田禾秀道,“有两文,不过你们不要和其他家比,别人什么家我们什么家。想多钱,今后自己长大赚。”
李二郎两人点头,兴奋道,“我们都在跟虎二郎练身手,等我们长大了,也能去走镖、杀猪!”
正欢快说着,门被敲响了。
开门是王二郎来的,拎着一盒黄豆糕点。
王二郎记着帮过他的恩情,还说别嫌弃,田禾秀哪会嫌弃,这一盒不得二十文啊,一天工钱了。她又准备推拉一番,扭头看到一旁虎视眈眈的刘翠翠,嘴角哆嗦了下,不敢说什么了,双手接了,笑着夸王二郎,还留他晚上过来吃饭。
王二郎自然不吃的,说自己忙呢,多进山找找柴火,食肆放假了正月初八上工,他住在吴婶子家,可不得吃白食。
等王二郎走后,田禾秀没进门,和屋檐旁的刘翠翠道,“哎呀,是我把人想坏了,王二郎是个踏实好孩子,人走高走远那是人家应得的。”
还叮嘱刘翠翠道,“你嘴巴紧点,可别让陈氏和王大牛知道王二郎有封红的事情。”
刘翠翠哎呀了声,“你说晚了啊,刚刚陈氏从我家经过,知道我有封红了,那她也肯定知道王二郎有的。”
那王二郎能过个安静年了?
陈氏和王大牛知道王二郎有钱,不得闹才怪。
但是刘翠翠和田禾秀一连等了几天都没听见动静。
其实是王二郎又被要钱了,王二郎咬咬牙又给了两百文。
沈三在村里待了两天,见王二郎回来后不见开心,反而没人时很阴郁。有家也没回,他爹娘和他之间气氛很怪异。
爹娘很小心翼翼的讨好巴结,低三下四的求王二郎,王二郎的脸色是沈三从没见过的心烦和痛苦。
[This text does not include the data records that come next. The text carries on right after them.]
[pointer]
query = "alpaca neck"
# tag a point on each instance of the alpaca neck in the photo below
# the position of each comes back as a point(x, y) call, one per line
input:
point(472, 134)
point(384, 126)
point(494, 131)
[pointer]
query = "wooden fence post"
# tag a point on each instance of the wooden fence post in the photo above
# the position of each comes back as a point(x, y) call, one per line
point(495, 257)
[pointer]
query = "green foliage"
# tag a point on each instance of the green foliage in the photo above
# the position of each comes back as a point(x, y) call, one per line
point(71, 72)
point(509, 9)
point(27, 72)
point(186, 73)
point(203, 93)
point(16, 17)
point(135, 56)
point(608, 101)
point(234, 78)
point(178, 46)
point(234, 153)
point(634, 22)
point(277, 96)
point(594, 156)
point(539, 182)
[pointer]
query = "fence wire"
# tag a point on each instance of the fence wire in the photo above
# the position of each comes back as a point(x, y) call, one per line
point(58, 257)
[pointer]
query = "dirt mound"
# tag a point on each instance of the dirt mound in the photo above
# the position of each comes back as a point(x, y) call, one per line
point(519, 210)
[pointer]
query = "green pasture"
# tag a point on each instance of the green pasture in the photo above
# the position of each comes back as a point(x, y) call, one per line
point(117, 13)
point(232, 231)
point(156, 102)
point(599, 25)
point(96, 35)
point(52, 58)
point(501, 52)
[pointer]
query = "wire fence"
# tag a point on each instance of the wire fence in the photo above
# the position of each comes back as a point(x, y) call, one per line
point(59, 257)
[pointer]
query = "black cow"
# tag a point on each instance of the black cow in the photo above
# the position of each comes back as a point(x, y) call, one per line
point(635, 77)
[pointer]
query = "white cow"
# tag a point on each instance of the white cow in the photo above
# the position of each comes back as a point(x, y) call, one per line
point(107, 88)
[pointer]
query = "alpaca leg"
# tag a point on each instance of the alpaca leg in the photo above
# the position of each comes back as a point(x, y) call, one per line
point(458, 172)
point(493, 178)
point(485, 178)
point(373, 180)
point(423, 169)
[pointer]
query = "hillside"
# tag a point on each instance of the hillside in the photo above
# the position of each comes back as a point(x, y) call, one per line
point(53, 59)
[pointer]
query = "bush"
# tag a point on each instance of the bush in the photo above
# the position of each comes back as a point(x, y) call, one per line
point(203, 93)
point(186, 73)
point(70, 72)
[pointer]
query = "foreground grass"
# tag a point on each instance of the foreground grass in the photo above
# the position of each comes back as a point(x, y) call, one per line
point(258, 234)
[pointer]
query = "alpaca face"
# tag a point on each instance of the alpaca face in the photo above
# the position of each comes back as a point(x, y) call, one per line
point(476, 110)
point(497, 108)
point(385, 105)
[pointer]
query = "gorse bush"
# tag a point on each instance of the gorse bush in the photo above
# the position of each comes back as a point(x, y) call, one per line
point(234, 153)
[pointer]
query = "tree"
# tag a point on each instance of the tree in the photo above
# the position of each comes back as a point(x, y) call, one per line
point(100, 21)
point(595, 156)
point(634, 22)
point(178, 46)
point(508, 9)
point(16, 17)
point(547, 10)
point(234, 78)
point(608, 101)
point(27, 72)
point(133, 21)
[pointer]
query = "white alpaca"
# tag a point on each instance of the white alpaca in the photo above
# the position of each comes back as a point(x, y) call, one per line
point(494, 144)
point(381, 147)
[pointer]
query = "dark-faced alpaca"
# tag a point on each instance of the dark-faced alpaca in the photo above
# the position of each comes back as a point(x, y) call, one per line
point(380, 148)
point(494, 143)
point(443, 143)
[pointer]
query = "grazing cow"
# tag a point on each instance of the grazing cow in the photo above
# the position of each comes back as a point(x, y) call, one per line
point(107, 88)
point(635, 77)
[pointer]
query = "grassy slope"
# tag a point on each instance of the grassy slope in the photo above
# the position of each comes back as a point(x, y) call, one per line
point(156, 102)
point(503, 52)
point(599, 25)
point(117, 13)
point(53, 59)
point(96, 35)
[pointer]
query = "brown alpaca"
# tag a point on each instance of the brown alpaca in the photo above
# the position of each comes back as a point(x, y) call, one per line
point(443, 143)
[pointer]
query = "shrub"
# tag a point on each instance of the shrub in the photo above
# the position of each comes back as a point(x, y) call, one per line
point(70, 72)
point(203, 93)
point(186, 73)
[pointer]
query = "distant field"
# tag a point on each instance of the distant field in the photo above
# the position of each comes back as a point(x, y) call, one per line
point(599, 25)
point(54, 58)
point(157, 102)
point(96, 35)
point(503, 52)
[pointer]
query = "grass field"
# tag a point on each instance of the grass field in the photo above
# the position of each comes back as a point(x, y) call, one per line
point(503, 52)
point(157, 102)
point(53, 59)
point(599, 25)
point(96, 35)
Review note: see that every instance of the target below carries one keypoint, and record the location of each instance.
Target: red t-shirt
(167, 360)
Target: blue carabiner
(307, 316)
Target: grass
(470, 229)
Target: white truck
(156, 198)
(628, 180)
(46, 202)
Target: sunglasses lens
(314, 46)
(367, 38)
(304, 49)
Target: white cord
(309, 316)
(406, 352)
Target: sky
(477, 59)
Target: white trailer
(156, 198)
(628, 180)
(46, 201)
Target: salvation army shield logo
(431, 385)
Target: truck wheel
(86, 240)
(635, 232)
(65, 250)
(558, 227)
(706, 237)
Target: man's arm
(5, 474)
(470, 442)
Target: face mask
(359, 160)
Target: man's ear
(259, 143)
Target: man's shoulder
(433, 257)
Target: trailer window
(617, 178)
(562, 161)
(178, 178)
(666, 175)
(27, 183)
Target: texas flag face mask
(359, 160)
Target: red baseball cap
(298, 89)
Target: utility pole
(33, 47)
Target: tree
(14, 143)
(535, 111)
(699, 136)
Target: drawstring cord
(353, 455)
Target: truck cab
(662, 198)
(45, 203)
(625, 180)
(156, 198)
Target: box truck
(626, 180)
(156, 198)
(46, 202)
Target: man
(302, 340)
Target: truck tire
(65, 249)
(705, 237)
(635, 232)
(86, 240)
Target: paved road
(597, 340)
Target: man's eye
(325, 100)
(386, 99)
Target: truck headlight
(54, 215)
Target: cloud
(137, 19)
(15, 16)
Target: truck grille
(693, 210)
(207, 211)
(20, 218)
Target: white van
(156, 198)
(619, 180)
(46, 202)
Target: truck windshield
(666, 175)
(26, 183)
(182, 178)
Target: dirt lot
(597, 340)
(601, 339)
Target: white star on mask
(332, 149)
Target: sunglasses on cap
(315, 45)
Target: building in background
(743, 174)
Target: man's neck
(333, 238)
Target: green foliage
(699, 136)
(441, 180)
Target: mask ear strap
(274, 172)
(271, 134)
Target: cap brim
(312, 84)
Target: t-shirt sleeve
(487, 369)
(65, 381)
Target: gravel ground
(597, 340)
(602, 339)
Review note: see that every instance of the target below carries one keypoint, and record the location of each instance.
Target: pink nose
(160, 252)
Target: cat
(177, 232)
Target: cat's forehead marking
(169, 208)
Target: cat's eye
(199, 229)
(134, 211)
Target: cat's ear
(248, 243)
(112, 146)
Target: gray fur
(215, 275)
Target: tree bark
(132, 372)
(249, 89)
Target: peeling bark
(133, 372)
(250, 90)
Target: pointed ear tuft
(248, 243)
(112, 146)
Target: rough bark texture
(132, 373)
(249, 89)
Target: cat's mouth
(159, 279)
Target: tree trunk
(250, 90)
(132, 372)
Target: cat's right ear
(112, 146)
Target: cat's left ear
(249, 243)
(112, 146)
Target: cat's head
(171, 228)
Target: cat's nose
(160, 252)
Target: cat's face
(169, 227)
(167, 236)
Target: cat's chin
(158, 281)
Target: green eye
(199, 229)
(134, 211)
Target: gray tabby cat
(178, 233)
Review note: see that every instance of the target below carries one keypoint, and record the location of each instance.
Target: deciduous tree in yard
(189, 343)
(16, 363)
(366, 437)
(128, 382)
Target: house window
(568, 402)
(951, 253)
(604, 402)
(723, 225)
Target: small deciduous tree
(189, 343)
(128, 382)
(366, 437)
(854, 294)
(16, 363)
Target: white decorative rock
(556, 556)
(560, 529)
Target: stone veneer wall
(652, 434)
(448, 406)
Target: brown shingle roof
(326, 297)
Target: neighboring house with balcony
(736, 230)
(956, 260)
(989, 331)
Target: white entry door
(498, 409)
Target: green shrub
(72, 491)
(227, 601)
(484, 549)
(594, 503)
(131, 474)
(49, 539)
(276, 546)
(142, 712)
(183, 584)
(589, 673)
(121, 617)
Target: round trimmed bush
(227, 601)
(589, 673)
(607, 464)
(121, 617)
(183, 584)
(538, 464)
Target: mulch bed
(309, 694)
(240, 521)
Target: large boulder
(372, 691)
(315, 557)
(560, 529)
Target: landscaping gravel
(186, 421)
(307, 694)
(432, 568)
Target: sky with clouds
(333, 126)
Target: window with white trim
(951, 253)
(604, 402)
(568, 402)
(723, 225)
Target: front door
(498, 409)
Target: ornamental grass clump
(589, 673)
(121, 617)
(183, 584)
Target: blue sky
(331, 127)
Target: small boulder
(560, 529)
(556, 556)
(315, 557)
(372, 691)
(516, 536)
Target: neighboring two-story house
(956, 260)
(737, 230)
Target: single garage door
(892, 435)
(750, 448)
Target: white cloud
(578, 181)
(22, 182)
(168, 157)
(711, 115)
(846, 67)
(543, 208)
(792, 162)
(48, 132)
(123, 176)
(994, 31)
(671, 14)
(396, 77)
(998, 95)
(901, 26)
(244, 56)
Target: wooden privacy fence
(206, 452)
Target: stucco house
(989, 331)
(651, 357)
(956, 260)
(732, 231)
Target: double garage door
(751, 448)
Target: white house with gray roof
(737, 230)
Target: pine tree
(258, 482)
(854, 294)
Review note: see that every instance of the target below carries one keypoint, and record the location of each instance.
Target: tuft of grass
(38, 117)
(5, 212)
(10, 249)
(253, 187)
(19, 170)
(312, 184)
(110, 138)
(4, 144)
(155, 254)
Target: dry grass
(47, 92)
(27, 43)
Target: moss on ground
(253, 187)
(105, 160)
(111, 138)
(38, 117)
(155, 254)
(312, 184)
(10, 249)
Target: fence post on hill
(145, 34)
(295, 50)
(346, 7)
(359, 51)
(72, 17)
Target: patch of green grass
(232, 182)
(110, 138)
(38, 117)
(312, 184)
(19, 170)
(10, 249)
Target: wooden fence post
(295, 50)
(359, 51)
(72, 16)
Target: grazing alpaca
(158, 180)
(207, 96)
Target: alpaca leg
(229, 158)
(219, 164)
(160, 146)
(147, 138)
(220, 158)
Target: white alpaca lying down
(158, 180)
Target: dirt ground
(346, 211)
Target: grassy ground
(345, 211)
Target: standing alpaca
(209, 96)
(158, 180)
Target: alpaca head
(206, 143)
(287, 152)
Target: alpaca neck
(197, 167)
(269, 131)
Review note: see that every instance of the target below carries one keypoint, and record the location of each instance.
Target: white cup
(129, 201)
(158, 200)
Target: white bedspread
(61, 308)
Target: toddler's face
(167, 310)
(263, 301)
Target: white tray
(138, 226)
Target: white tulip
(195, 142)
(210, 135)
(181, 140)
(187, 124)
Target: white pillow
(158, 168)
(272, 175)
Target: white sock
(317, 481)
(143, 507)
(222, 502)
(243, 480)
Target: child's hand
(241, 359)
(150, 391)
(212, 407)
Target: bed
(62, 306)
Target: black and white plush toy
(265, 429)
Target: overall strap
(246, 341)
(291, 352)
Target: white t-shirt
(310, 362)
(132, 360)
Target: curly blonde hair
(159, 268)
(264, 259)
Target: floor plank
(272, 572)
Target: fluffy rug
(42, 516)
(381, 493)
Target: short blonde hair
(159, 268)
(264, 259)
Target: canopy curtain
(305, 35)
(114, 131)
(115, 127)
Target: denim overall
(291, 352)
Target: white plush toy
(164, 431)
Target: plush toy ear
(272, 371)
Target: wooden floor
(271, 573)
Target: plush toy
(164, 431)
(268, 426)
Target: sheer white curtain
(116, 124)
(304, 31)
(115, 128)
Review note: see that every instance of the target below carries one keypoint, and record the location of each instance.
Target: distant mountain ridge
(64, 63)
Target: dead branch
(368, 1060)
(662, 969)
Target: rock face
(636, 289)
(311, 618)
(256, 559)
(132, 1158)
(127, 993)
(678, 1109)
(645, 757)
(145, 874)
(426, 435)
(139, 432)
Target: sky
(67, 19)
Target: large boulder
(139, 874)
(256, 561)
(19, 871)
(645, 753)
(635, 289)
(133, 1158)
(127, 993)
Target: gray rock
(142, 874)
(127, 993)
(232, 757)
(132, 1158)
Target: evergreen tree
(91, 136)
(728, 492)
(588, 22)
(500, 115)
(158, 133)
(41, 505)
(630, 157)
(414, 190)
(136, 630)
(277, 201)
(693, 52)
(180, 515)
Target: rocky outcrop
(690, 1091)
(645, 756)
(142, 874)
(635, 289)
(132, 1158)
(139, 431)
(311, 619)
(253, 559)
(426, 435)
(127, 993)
沈三不好直接问王二郎,就去问章小水,这下全都知道了。
沈三原本打算喜宴收拾完后就回食肆住,但这下也留在村里子了。
他也住在吴婶子家的,吴婶子不嫌烦,她就喜欢热闹,而且人都年少鲜活勤快懂事,长辈就喜欢这样的。尤其沈三和王二郎那身世一个比一个惨,沈三又会来事,只差哄得吴婶子掉眼泪了。
这天,沈三见王二郎从他自己家回来,满脸的灰色,忍不住把王二郎叫到一边说话。
其实就是在吴婶子家堂屋说话。
沈三也不知道如何开口了。
但是这事情必须要阻止,不论于私出于他对王二郎的心思,还是于公为食肆的考量。
陈氏和王大牛这么歹毒心狠,现在可怜兮兮的不过是看到王二郎身上有钱了,想吸血。要是王二郎没钱,他俩出狱第一件事肯定是打王二郎。
王二郎心软的很,只想息事宁人,但总有一天会把陈氏和王大牛胃口喂的越来越大,最后王二郎不得不断绝供钱,肯定会遭反扑。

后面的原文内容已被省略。